The Business Buy-Sell Financing Maze
Unless the seller prefers to finance a huge portion of the purchase price versus getting up to 90% in cash at closing the odds are the buyer will use a bank loan to finance the deal. I have long been a proponent that SBA business acquisition loans are win-win-win as they benefit the buyer, seller, and bank.
In my market, 80% of my client deals are $2-5 million and what I address here covers deals up to about $7 million, it is the most common financing structure. Simply put, without the SBA program bankers would make fewer loans (and make less money), sellers would finance a larger part of the deal, and buyers would buy smaller businesses with the same amount of cash out-of-pocket.
That said, nothing is perfect so let’s review some business acquisition loan basics, SBA loan policies, and their caveats. Keep in mind, that this is nothing more than an overview, as I see it. It is not a definitive guide to bank loans. For that, talk to bankers.
There are two types of bank loans for acquisitions, conventional and SBA guaranteed. As I say in my book Buying a Business That Makes You Rich, when talking about financing the acquisition of a business always puts the adjectives mature, profitable, and fairly priced in front of the word business. Losers are tough to finance with a bank. Here are some basics:
- Conventional loans usually require 25% of the price in cash from the buyer. SBA loans always require 25% buyer equity, which may include a subordinated seller note (more on this later).
- Conventional loans are more collateral-based (what the bank can sell if the loan goes bad).
- Buyers, banks, and intermediaries want to see a number of months back to normal or on the right track before committing.
- The SBA doesn’t make loans; they guarantee a portion of the loan to the bank. All types of loans go through the banks standard underwriting. If an SBA loan, then the SBA policies are “laid on top of” the banks underwriting.
- SBA acquisition loans go up to $5 million, so a deal close to $7 million is possible (a larger deal means more buyer equity or seller financing).
In 2016 a buyer went to four banks. Three banks came back with very similar offers, all using the SBA program. The fourth, also using the SBA program, insisted the seller finance 50% more than he was (see the third bullet above). This bank was immediately eliminated.
The vast majority of loans on deals under $7 million will use the SBA program, so here are some of the guidelines:
- There are three main advantages – there’s a 10-year amortization (gentle on the cash flow), the bank becomes a cash flow lender (doesn’t need hard collateral), and the buyer can get in for a very low cash out-of-pocket down payment, often 10-12%.
- The 25% buyer equity can be a combination of buyer cash and a fully subordinated seller note for two years.
- No prepayment penalties.
- A working capital line of credit can be part of the package (I used to not like SBA lines of credit but the new rules make them quite attractive).
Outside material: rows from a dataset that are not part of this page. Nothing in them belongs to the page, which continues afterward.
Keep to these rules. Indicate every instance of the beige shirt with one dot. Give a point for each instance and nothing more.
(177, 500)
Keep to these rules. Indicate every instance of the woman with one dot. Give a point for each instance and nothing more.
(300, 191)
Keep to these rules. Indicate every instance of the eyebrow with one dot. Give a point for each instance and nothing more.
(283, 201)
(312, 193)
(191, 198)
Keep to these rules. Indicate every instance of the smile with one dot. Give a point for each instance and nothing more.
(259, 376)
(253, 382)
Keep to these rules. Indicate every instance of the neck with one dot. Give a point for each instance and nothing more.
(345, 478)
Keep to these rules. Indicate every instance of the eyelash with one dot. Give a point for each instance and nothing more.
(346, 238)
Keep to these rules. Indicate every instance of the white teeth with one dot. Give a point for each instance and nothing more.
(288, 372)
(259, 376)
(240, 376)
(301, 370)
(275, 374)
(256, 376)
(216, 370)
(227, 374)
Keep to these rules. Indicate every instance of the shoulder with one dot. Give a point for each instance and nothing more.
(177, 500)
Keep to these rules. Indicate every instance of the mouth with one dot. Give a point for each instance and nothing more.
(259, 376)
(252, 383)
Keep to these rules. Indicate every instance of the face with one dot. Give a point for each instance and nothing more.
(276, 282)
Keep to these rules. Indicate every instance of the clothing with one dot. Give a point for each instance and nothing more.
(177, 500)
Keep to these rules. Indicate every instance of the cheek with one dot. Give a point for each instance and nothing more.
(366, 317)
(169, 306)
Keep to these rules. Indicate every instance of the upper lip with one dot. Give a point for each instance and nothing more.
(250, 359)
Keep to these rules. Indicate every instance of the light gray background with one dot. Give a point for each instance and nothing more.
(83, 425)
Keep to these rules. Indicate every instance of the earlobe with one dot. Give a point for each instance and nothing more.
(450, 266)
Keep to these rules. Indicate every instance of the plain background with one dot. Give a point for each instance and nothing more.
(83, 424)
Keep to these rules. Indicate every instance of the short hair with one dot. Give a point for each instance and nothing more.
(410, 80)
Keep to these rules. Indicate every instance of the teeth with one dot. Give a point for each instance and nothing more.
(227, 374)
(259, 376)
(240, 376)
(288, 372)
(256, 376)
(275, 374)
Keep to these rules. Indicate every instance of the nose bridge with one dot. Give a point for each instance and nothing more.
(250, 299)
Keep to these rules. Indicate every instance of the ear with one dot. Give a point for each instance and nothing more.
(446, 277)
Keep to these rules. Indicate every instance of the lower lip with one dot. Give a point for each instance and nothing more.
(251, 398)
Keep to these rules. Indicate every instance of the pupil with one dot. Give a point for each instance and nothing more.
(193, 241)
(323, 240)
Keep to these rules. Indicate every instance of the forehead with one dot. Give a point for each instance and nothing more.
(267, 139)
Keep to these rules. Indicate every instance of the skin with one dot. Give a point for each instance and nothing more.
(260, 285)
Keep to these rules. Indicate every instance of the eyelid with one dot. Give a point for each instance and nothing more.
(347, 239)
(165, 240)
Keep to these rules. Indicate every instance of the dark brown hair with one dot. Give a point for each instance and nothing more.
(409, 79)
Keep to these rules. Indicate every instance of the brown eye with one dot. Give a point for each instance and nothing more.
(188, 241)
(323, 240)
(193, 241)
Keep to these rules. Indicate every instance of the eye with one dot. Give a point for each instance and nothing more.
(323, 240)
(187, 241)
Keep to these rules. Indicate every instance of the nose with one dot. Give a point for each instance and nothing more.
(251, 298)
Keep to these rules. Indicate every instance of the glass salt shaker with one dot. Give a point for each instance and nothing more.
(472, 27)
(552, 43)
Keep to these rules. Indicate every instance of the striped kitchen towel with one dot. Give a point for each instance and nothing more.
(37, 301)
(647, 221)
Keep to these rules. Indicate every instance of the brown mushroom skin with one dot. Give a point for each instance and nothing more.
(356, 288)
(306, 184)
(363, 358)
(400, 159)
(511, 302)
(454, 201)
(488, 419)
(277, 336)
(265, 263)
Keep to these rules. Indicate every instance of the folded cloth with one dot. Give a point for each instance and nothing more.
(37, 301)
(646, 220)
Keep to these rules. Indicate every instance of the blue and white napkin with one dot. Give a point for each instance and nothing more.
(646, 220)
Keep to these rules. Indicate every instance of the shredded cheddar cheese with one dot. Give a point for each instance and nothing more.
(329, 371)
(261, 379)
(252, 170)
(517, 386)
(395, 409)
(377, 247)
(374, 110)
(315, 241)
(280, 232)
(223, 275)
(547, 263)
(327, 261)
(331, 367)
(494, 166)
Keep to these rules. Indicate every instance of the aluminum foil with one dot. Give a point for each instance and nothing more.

- “Extra” funds plus bank/SBA fees can be rolled into the loan (and paid over 10 years).
A couple of recent clients received a package including their funds for acquisition, bank costs, a working capital line of credit, and extra funds (to pay closing costs, have extra cash, etc.). Remember, the more the banker lends the more she gets paid.
Here are some things to be aware of:
- The buyer must buy 100% of the company.
- The fees are higher, about 3%. But they are amortized over 10 years.
- The seller can’t stay on for longer than one year (in writing).
- The buyer will pledge their home equity. This means buyers with a lot of home equity are discriminated against, versus buyers with little to no home equity. I have only seen a couple of instances where the buyer didn’t pledge home equity, but the bank was covered by large investment portfolios.
- The paperwork and never-ending questions will drive the buyer and seller nuts.
Over the years the founder/seller gave small amounts of shares to 10 employees, about 15% of the shares total. Given the rule about sellers not working at the company for more than one-year post-close, this was an issue. These employees were needed and wanted their jobs. So, a week before closing the founder/seller bought back the shares from the employees so he now was selling 100% and no jobs were at risk.